Objective: To compare the effect of inhaled beclomethasone(BECLO), started at day 3 of life, and that of systemic dexamethasone (DEX), started between day 11- 13, on clinical variables and lung inflammation in preterm infants at risk for BPD.

Setting: Tertiary neonatal intensive care service.

Patients and Interventions: Preterm neonates with RDS, and with a birthweight less than 1200g were included into the pilot study, when they were still mechanically ventilated on day 3 of life. The patients (birthweight 826± 140 g, gestational age 26.1 ± 0.9 weeks, mean ±SD) were alternately allocated to a prophylactic treatment with inhaled BECLO (n=7), or to early DEX therapy, if clinically indicated (n=9).

Measurements: Pulmonary inflammation and permeability were assessed by analyzing the levels of interleukin-8, elastase-α1-proteinase inhibitor, free elastase activity, and albu-min in tracheal aspirate fluid. The secretory component for IgA served as reference protein.

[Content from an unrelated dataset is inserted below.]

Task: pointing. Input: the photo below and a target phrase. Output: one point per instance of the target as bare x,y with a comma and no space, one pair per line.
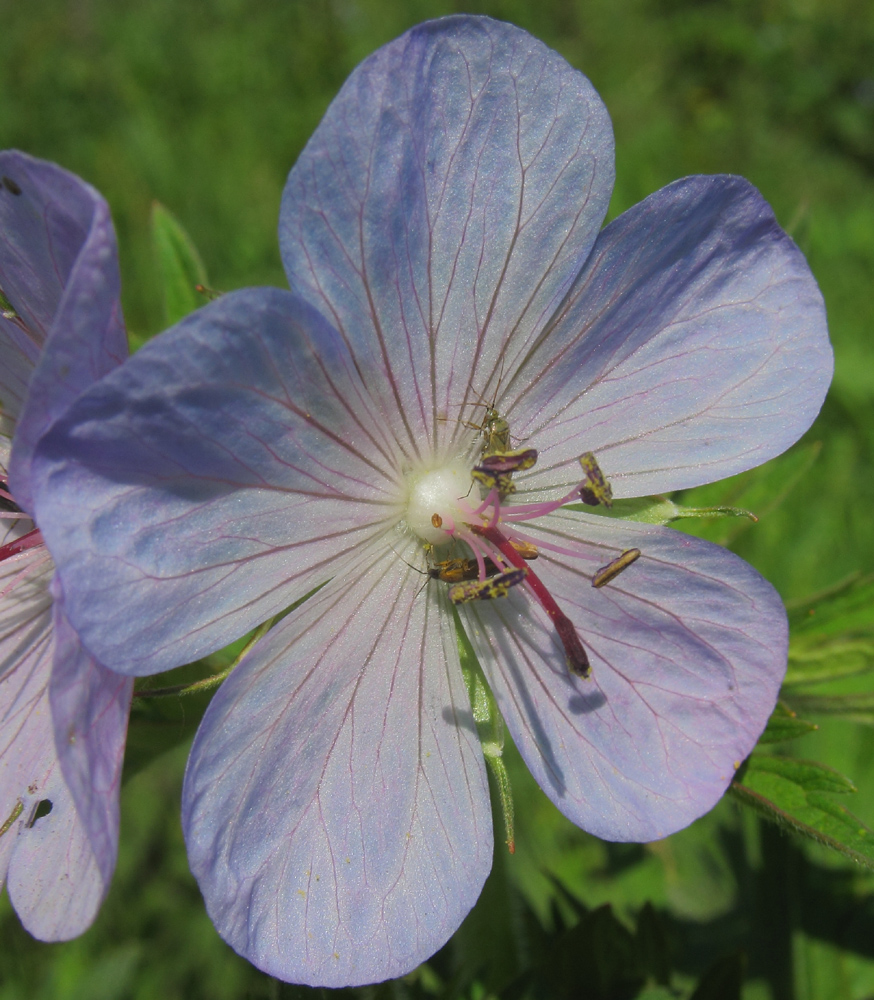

Results: There were no differences in the concentrations of interleukin-8, elastase-α1-proteinase, and albumin between both groups during day 3 to day 10. However, on day 14 -three days following initiation of DEX treatment- concentrations of the inflammatory mediators and of albumin were markedly lower in the preterm infants treated with systemic DEX therapy when compared to infants treated with inhaled BECLO (p<0.05).

Conclusion: In contrast to systemic DEX treatment, inhaled BECLO failed to decrease pulmonary inflammation and microvascular permeability in preterm infants at risk for BPD.